Oui, tout homme est menteur. Voilà pourquoi l’Eglise de Jésus-Christ se fait gloire de ne croire aucun homme, mais uniquement ce que Dieu lui a dit par son Fils. Oui, tout homme est menteur. Et voilà pourquoi conservant le dépôt de la foi tel qu’il a été confié par Jésus à ses apôtres et à leurs successeurs, avec qui il a promis d’être jusqu’à la fin des temps, l’Eglise ne craint pas de le présenter dans son intégrité et son unité. Car ce qui est un est, et la vérité est ce qui subsiste.

Liberté. – Mais s’il en est ainsi, direz-vous, tout se réduit à une question de fait. – Eh oui, sans doute, il suffit de connaître les preuves de l’autorité de l’Eglise; il ne s’agit plus que de se soumettre à ce qu’elle dit. Et quelle méthode plus commode pour le peuple! Voulez-vous qu’il apprenne le syriaque, l’hébreu? Une question de fait. – Mais vous détruisez la liberté humaine? – Quel raisonnement! Vous voulez aller dans une ville, vous ne connaissez pas le chemin. Moi qui le connais, je m’offre de vous l’indiquer. Vous savez que si vous ne suivez pas cette voie, vous vous exposez à tomber dans quelque précipice, et vous prétendez que je tue votre liberté! Mais qu’est-ce que la liberté? – C’est le droit de choisir entre le bien et le mal. Mais il n’y a pas de liberté entre la vérité et l’erreur. La vérité c’est un fait. S’il en était comme vous dites, tout homme qui écrirait l’histoire attenterait à la liberté de tous ceux qui préféreraient faire des romans, à la place de ce qui est. Et moi je dis que rien ne fortifie la liberté comme l’autorité de l’Eglise. Voyez les sciences. Malgré leurs efforts, comme elles chancellent, comme elles tâtonnent! Que de systèmes! Le génie ne serait-il pas plus libre de prendre son vol, s’il pouvait s’élancer d’une base sûre, s’il savait quels sont les écueils qu’il doit éviter, le but qu’il doit atteindre?

Mais, de plus, n’a-t-on pas plus de liberté, lorsqu’on est sûr que si l’on s’égare, on sera repris par une autorité infaillible? Les craintes ne dominent-elles pas, lorsque voulant sonder l’abîme des spéculations humaines on sait qu’une main sûre vous arrêtera, au moment où vous risquerez d’être saisi par le vertige?

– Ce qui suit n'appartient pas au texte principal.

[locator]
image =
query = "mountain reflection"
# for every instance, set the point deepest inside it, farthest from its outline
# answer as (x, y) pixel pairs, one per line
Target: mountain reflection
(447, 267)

Aujourd’hui deux éléments se partagent le monde, l’autorité et la liberté. La plus grande autorité et la plus grande liberté n’appartiennent qu’aux catholiques. Pour moi, je suis pris d’un immense dégoût et d’une profonde tristesse, quand je vois des hommes s’enthousiasmer. Pour moi, j’ai fait mon choix, le trône de celui que je sers, c’est le Calvaire. Mon drapeau, c’est la croix. Ma couleur, c’est la couleur du sang de Jésus-Christ; ma liberté est celle des enfants de Dieu; ma loi, c’est la loi du Seigneur; ma patrie, c’est l’Eglise. Oui, ma patrie c’est l’Eglise et c’est la vôtre aussi, mes frères. Et ma douleur est grosse, quand je vois des hommes porter le nom de chrétiens, s’éprendre pour des intérêts humains, que je n’ai mission ni de blâmer ni s’absoudre, d’un enthousiasme indicible et songer si peu aux intérêts de leur vraie patrie. C’est que la foi s’est épuisée, c’est qu’au moment où je parle je sens comme une vapeur de doute, une atmosphère d’incrédulité s’élever de l’auditoire, c’est qu’on ne croit plus à la parole de Dieu; et cependant ses enseignements sont divins: c’est ce que je vais vous prouver.

Seconde partie: Enseignement.

Forme. – Il fallait que l’enseignement de l’Eglise prouvât sa divinité. Elle se prouve par les ouvriers qu’elle emploie, par la forme qu’elle revêt, par les effets qu’il opère.

Il prend de pauvres pécheurs, mais il fera plus. Quel a été l’apôtre par excellence?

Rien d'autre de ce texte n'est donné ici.